13 § 11 Abs. 2 AsylG 2005 verlangt aber, dass bei der Prüfung, ob eine innerstaatliche Fluchtalternative gegeben ist, unter anderem auf die persönlichen Umstände des Asylwerbers zum Zeitpunkt der Entscheidung über den Antrag abzustellen ist. Im vorliegenden Fall wären daher die persönlichen Umstände des Mitbeteiligten im maßgeblichen Zeitpunkt der Entscheidung des BVwG zu berücksichtigen gewesen. Da nicht auszuschließen ist, dass bei Vermeidung dieses Verfahrensmangels ein anderes Ergebnis erzielt worden wäre, ist das angefochtene Erkenntnis mit einem wesentlichen Verfahrensmangel belastet.
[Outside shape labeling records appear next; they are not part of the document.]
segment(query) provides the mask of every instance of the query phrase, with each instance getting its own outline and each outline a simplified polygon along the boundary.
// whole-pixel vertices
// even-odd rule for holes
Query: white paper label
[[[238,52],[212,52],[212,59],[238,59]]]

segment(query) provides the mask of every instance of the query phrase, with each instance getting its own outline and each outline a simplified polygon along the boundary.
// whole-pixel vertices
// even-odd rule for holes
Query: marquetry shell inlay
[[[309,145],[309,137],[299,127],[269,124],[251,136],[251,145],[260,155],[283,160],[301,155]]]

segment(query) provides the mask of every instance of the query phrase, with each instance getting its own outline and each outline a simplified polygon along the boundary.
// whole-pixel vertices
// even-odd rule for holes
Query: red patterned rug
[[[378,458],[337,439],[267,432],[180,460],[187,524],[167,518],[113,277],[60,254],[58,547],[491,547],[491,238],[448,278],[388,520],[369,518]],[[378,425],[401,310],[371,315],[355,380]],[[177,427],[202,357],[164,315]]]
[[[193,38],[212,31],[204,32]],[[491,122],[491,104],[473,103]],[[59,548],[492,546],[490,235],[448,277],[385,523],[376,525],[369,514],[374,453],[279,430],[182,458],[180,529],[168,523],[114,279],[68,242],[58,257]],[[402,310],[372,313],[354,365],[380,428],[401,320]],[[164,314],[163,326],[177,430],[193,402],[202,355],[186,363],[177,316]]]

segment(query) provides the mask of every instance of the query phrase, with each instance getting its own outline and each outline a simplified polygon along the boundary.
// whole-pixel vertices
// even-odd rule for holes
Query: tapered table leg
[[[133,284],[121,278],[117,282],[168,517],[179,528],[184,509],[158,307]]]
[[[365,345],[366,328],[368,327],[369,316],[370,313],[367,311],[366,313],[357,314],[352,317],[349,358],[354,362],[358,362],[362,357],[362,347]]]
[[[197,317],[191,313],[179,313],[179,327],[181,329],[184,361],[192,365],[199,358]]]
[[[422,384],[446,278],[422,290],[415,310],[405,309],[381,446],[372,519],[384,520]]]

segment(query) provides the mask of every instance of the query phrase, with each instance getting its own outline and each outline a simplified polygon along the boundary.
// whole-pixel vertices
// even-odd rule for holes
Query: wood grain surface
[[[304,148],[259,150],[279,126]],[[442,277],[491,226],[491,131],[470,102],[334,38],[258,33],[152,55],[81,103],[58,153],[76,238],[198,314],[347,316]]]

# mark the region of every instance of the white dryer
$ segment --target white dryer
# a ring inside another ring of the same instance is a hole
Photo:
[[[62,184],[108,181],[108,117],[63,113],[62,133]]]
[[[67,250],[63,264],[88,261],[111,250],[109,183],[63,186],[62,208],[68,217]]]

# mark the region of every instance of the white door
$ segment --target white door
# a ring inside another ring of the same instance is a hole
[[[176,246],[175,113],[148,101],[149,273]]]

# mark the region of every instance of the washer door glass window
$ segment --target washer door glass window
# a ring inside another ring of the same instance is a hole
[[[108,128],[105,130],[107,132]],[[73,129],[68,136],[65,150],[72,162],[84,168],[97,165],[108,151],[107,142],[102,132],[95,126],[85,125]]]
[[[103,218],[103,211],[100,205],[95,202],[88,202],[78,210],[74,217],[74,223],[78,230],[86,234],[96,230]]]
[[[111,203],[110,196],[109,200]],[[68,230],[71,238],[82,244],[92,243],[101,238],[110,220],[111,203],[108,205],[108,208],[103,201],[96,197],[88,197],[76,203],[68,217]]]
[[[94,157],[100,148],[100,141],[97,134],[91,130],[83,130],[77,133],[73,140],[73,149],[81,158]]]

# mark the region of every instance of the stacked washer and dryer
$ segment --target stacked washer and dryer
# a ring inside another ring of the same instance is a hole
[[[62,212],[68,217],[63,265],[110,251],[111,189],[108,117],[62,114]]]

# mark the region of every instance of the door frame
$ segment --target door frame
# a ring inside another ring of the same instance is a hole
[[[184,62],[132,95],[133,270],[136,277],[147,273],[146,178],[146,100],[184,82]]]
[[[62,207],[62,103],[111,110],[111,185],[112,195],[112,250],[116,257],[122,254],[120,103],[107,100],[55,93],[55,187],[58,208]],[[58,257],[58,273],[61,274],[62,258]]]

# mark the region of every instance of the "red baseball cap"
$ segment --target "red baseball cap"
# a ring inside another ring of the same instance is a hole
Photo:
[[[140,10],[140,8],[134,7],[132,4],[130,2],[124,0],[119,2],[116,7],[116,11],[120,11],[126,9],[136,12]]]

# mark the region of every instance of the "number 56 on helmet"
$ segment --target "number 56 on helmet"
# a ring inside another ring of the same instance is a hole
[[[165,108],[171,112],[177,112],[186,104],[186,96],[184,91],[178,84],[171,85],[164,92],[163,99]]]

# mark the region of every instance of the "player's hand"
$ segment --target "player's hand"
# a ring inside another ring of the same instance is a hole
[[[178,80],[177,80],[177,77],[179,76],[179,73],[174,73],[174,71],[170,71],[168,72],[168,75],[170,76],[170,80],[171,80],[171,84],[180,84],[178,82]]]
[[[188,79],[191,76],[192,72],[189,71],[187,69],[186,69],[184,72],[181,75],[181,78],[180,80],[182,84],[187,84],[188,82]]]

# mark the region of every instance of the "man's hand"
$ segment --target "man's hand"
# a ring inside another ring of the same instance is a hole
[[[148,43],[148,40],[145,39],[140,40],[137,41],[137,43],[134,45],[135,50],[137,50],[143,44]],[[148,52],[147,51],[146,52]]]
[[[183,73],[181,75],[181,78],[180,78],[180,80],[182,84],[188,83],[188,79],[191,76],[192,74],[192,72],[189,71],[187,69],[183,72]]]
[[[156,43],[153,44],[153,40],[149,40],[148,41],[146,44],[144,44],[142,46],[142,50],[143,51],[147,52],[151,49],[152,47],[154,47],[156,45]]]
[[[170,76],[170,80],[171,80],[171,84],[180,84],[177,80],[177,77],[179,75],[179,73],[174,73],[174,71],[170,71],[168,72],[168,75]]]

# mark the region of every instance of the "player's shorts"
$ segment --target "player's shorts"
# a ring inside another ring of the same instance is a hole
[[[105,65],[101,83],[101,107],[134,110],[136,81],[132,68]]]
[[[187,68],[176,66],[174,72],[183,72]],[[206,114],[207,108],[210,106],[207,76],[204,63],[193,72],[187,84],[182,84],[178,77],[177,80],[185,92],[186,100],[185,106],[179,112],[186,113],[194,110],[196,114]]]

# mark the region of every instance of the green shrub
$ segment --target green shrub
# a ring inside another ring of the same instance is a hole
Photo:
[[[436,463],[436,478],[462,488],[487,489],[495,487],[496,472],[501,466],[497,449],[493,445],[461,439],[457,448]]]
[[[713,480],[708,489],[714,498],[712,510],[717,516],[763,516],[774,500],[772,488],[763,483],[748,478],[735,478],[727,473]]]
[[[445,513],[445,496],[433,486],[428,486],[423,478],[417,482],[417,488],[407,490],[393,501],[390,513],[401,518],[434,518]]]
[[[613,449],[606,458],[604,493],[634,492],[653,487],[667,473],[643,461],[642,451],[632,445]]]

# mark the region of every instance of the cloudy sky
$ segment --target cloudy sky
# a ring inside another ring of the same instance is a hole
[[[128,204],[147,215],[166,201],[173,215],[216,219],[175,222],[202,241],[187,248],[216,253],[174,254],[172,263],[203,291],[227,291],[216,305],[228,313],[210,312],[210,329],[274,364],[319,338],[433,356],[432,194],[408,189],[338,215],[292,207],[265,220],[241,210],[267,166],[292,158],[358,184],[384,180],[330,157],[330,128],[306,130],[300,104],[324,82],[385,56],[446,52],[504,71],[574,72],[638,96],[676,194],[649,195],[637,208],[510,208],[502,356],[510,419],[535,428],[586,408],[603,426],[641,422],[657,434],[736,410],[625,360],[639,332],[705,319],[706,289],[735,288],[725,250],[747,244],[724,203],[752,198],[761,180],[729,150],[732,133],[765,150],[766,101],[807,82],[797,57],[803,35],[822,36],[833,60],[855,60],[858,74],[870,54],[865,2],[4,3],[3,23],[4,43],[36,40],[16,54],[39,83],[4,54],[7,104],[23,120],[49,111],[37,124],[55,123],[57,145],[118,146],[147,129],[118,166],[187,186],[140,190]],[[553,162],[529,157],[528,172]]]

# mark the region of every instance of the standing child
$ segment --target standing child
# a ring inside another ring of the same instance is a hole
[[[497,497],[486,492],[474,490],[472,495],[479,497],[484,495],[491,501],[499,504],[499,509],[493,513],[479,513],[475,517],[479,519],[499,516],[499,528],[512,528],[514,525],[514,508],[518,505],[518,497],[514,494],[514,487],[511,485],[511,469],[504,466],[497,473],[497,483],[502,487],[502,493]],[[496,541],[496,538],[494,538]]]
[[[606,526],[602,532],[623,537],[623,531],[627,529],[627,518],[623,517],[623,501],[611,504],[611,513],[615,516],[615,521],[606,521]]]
14 Daran ändert auch nichts, dass das BVwG an anderer Stelle seiner Entscheidungsgründe argumentiert, es sei selbst für gut ausgebildete und gut qualifizierte Personen in Afghanistan schwierig, ohne ein soziales Netzwerk einen Arbeitsplatz zu bekommen. Schwierigkeiten bei der Arbeitsplatzfindung bedeuten nämlich noch nicht, dass es für den Mitbeteiligten unter vollständiger Bedachtnahme auf seine persönlichen Umstände nicht möglich wäre, Arbeit zu finden.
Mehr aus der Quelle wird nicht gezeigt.